We are also looking how robotics can help current manufacturing approaches, and even inspire the next-generation of manufacturing techniques. For example, we are developing soft and dexterous manipulators to be used in chemistry labs to accelerate the discovery of functional materials. We are also building small robotic devices that can self-assemble into functional products, with the final aim of creating "smart programmable atoms" that can algorithmically reconfigure in 3D objects and dynamically change the physical properties (stiffness, colour, shape, etc) of such objects when needed.
Modern technologies are largely based on the availability of data that allow us to monitor and control devices and physical processes. Sensors then play a critical role in providing such data-rich technological environment. Thanks to the availability of (relatively) cheap sensors, we now live in a data-rich world, which provides completely different control challenges compared to the traditional data-scarce scenario.

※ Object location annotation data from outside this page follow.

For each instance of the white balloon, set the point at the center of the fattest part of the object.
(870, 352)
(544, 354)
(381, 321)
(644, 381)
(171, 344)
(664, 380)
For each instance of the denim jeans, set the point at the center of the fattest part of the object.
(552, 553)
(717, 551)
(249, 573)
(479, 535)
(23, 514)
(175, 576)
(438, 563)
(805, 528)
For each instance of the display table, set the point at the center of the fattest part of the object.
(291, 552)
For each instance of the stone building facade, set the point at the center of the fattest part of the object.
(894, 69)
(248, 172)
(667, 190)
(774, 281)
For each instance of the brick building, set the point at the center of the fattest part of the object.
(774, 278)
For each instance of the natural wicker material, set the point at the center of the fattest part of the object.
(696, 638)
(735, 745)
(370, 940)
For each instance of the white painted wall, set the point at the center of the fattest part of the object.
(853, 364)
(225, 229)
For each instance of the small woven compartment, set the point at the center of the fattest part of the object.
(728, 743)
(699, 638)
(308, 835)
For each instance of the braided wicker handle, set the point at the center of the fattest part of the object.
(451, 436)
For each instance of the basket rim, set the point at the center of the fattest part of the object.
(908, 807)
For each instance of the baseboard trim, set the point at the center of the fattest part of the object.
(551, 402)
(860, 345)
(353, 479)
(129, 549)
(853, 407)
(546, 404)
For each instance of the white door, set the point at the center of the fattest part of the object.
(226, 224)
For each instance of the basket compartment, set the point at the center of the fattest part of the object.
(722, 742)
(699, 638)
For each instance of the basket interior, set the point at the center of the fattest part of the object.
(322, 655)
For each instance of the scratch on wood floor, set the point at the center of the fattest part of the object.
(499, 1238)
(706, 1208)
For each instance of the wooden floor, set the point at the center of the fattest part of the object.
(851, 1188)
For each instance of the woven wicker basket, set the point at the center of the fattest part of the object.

Together with several collaborators, we are developing several sensors to characterise material properties at the micro- and nano-scale, ranging from physics (mass-sensing and rheometry) to biology (biological tissue characterisation) to material science (surface topography). For example, we have introduced a novel dynamic imaging technique, called "auto-tapping" or "Dynamic Threshold Mode" (DTM) that exploits a nonlinear feedback loop to induce self excitation of the AFM probe. We have shown, both theoretically and experimentally, that such excitation mode makes it possible to achieve faster scan rate, still retaining the standard control setup that is present in most of the commercial AFMs and without increasing the tip-sample interation force. We have also shown that a similar setup can be successfully used to develop novel micro-rheometers and micro-mass sensing with a reliability and accuracy much greater than traditional sensors. The use of a self-excited cantilever also opens the possibility of using the same sensor in three different modalities by tuning only one parameter: analogue sensor, digital sensor ("threshold detector" and stable oscillator (insensitive to environmental conditions).
My group is also developing new ways of designing robust controllers for plants where physics-based models are not available or not accurate. By using sensor data, surrogate modelling, convex optimization and machine learning, robust controllers (in H2 and H-infinity sense, for example) can be designed for a wide variety of applications. For example, using such methodology we have successfully designed, implemented and validated several controllers for the automotive sector.